### Chapter 17: **Making Complex Decisions**

### **17.1 Sequential Decision Problems**
- **Focus**: Computational decision-making in **stochastic environments**.
- **Sequential Problems**:
  - Decisions depend on sequences of actions, unlike episodic problems where outcomes are independent.
  - Incorporates **uncertainty, sensing**, and **utilities**.
  - Examples include Markov Decision Processes (MDPs).
  
#### **Markov Decision Processes (MDPs)**:
- Defined for **fully observable, stochastic environments**:
  1. **States (S)**: The environment's possible configurations.
  2. **Actions (A)**: Choices available in each state.
  3. **Transition Model (P(s'|s, a))**: Probability of reaching state `s'` from `s` after action `a`.
  4. **Reward Function (R(s))**: Reward for being in state `s`.

- **Policy (π)**:
  - A strategy specifying the best action `π(s)` for each state.
  - **Optimal Policy (π*)** maximizes the **expected utility** of the sequence.

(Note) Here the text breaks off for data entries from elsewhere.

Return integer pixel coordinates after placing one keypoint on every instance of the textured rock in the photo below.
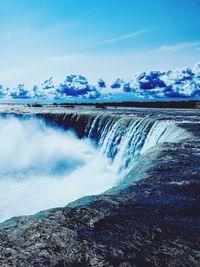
(152, 222)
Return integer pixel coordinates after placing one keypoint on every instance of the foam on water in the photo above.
(42, 168)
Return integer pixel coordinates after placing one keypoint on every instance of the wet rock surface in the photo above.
(153, 222)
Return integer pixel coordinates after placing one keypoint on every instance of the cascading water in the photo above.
(125, 139)
(43, 167)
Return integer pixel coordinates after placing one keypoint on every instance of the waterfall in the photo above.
(123, 139)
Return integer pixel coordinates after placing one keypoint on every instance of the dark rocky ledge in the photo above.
(154, 222)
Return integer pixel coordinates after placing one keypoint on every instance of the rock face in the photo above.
(152, 222)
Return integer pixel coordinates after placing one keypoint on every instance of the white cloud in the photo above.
(117, 39)
(178, 46)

#### **Key Features of MDPs**:
1. **Stationary Policies**:
   - Optimal policies depend only on the current state, not the time step.
2. **Utility of a State**:
   - Sum of **discounted rewards** over time:
     $$
     U(s) = R(s) + \gamma \max_{a \in A} \sum_{s'} P(s'|s, a) U(s')
     $$
   - `γ`: Discount factor (0 ≤ γ ≤ 1) prioritizing immediate rewards over future ones.

#### **Decision Strategies**:
- **Finite Horizon**: Decisions optimized over a fixed number of steps.
- **Infinite Horizon**: No deadline; stationary policies apply.

---

### **17.2 Value Iteration**
- **Goal**: Compute state utilities and derive optimal policies.

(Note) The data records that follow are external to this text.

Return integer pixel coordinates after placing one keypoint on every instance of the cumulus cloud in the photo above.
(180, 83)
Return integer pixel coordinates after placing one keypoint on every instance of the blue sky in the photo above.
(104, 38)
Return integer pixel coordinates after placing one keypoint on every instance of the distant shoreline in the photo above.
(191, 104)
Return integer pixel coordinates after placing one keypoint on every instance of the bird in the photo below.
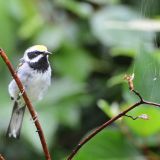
(34, 71)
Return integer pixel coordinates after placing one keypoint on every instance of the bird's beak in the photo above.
(48, 53)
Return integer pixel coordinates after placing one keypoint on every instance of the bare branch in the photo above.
(28, 103)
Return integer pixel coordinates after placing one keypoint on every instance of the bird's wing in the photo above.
(22, 61)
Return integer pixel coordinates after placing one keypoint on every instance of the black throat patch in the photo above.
(41, 66)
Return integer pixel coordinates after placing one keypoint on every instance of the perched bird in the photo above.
(34, 72)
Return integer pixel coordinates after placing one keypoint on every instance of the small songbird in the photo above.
(34, 72)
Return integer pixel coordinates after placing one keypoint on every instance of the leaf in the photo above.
(147, 83)
(109, 26)
(109, 144)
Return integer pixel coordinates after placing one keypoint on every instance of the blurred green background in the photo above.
(95, 43)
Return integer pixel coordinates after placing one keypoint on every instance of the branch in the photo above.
(1, 157)
(28, 103)
(106, 124)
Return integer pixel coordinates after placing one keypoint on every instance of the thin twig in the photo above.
(1, 157)
(133, 118)
(28, 103)
(100, 128)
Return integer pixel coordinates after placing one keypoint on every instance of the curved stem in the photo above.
(100, 128)
(28, 103)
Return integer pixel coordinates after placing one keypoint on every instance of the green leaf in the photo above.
(109, 26)
(109, 144)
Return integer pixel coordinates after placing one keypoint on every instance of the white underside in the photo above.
(35, 83)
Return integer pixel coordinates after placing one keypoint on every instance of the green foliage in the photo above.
(109, 144)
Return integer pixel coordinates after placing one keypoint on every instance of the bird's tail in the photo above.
(16, 120)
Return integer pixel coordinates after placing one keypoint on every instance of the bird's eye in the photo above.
(32, 55)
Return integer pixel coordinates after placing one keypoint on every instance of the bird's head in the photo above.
(35, 53)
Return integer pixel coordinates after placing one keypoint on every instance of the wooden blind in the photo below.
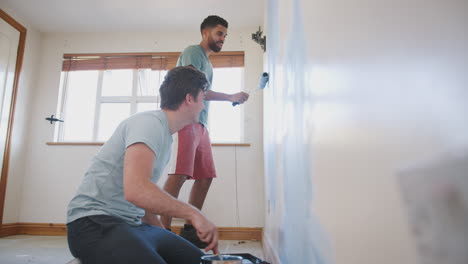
(154, 61)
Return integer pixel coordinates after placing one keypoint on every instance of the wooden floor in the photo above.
(22, 249)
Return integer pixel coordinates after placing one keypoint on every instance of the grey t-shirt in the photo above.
(101, 191)
(195, 55)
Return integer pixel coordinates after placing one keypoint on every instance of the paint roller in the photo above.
(261, 85)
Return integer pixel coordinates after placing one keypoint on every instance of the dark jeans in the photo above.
(103, 239)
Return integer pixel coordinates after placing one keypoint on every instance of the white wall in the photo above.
(53, 173)
(381, 84)
(19, 138)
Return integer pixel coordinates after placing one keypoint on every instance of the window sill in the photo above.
(101, 143)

#### **Bellman Equation**:
- Core formula linking a state's utility to its neighbors:
  $$
  U(s) = R(s) + \gamma \max_{a \in A(s)} \sum_{s'} P(s'|s, a) U(s')
  $$

#### **Value Iteration Algorithm**:
1. Initialize utilities arbitrarily (e.g., U(s) = 0).
2. Update iteratively using the Bellman equation.
3. Stop when changes in utilities are smaller than a given threshold.

- **Convergence**:
  - Guaranteed due to the **contraction property** of Bellman updates.
  - Error bounds ensure policies are nearly optimal after finite iterations.

---

### **17.3 Policy Iteration**
- **Goal**: Directly improve policies without exact utilities.
1. **Policy Evaluation**:
   - Compute utilities under the current policy.
   - Linear equations are solved for all states.
2. **Policy Improvement**:
   - Update the policy using one-step look-ahead based on current utilities.
3. Repeat until the policy stabilizes (converges).

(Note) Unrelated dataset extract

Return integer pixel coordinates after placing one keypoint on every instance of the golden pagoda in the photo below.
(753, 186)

- **Modified Policy Iteration**:
  - Combines value iteration and policy evaluation for efficiency.

---

### **Summary**
- **MDPs**: Framework for sequential decisions in fully observable stochastic settings.
- **POMDPs**: Extensions for partially observable environments.
- **Key Algorithms**:
  - **Value Iteration** and **Policy Iteration** for MDPs.
  - **Belief State-based Approaches** for POMDPs.
- Decision-making balances **risk, reward**, and **information gathering**.